Doing business as usualI was worried from the beginning, when the Park Geun-hye administration advocated “creative economy” as the new paradigm of economic policy. We have witnessed such initiatives as the venture start-up of the Kim Dae-Jung administration, Northeast Asian financial hub of the Roh Moo-hyun administration and the “green growth” of the Lee Myung-bak administration being thrown away by the succeeding government.
Though I predicted the same for “creative economy”, I hoped it could be different from other slogans. Will Korea Inc. have a better future if the supply of innovative DNA through start-ups is discontinued while major corporations’ growth is sluggish and small and medium businesses lack competitiveness?
Worries are proven to be reality. Seoul Metropolitan City withdrew the entire 2 billion won ($1.7 million) allocated to the Seoul Creative Economy and Innovation Center from next year’s budget. Seoul Mayor Park Won-soon said in the budget plan briefing in November that the creative economy projects were promoted with money extorted from a conglomerate, namely CJ. He criticized that it was a method under which creativity could not occur.
Seoul Creative Economy and Innovation Center protested. The center claimed that its predecessor Dream Enter — an organization under the former Ministry of Future — and CJ had provided only 700 million won for interior costs. The center countered that Seoul City’s budget cut is a political provocation, turning a blind eye to the young people’s challenge.
According to a JoongAng Ilbo investigation into the 17 Creative Economy and Innovation Centers nationwide, they have notably lost traction since the Choi Soon-sil scandal broke. Events are canceled, and some centers haven’t been able to appoint leaders as there are not enough applicants. Tenant companies express deepening concerns that they may lose assistance like start-up space and funding.
Creative economy is in crisis. But ironically, many academic and economic experts say that creative economy is one of the few things that the Park administration did right. Even former Minjoo Party Chairman Moon Jae-in said in October that the area in which the Park administration made good efforts would be the support for venture start-ups.
In fact, in this administration, the atmosphere for start-ups has grown. In the first half of the year, there were 48,263 newly registered corporations, the highest in history for a half-year period. Despite an overall economic slowdown, the venture investment was at a 15-year high at 2 trillion won last year, and it is expected to reach 2.1 trillion won this year. The number of venture clubs in universities increased from 1,222 in 2012 to 6,561 last month. Korea has ranked top for three consecutive years, from 2014 to 2016, in Bloomberg’s innovation index.
Of course, there are adverse effects. Just as Mayor Park criticized, it is an outdated idea to set up innovation centers by twisting arms of the conglomerates. There are talks that some regional centers would be used as training facilities or in-house venture space. There could be other companies like I-Kaist, which was praised as a model of creative economy but whose CEO was arrested for fraud. Some ventures are only eyeing government funding.

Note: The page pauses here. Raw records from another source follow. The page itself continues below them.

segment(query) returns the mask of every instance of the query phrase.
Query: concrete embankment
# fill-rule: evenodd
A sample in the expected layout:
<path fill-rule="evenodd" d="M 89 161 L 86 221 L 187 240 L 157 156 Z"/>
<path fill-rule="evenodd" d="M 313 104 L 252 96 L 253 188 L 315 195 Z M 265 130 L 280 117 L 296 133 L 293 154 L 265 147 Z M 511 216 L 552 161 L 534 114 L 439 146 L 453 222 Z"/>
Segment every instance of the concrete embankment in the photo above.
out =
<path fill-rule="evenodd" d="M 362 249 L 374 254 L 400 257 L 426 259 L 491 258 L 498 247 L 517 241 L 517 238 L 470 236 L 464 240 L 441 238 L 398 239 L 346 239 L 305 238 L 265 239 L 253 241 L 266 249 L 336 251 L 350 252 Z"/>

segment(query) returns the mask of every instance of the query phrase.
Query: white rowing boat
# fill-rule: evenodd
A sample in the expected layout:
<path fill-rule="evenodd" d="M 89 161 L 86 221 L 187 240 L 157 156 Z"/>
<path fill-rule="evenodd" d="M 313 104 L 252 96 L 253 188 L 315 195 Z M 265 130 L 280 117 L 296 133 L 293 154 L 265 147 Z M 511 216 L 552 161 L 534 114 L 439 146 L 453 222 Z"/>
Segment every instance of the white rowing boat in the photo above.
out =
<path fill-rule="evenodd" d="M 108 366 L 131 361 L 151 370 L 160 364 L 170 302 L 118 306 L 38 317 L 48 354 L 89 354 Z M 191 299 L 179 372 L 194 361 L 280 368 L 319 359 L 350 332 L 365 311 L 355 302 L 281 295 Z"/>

But we cannot stop here. If some are staggering, they should be helped to stand upright rather than pushed to fall. If the wound is infected, it should be cut out rather than leaving the patient to die. When competitors like China and Japan are doing their best to establish start-up-friendly environments, we cannot abandon creative economy just because President Park is corrupt. Creative economy should not be a scarlet letter of the Park administration.
When the United Kingdom was faced with limits of the manufacturing sector, it established a Creative Britain policy based on innovation of culture and technology in 1997. After Tony Blair established the policy in the first year of his term, the prime minister changed three times and the ruling party changed once, but the policy continues. The U.K. is leading not only cultural industries like musicals, pop music, film and fashion but also high-tech fields like artificial intelligence.
If the Roh administration had inherited Kim Dae-jung’s venture policy — and if the Lee administration had continued Roh’s financial hub policy and the Park administration had succeeded Lee’s green growth initiative, Korea may have been able to become a leader in venture, finance and renewable energy. But the policy was reset every five years, and the hard-earned outcomes became futile.
We don’t have to call it creative economy. The policy can be drastically revamped. But the environment for start-up ventures must continue.
JoongAng Ilbo, Dec. 12, Page B8
*The author is the industrial news editor of the JoongAng Ilbo.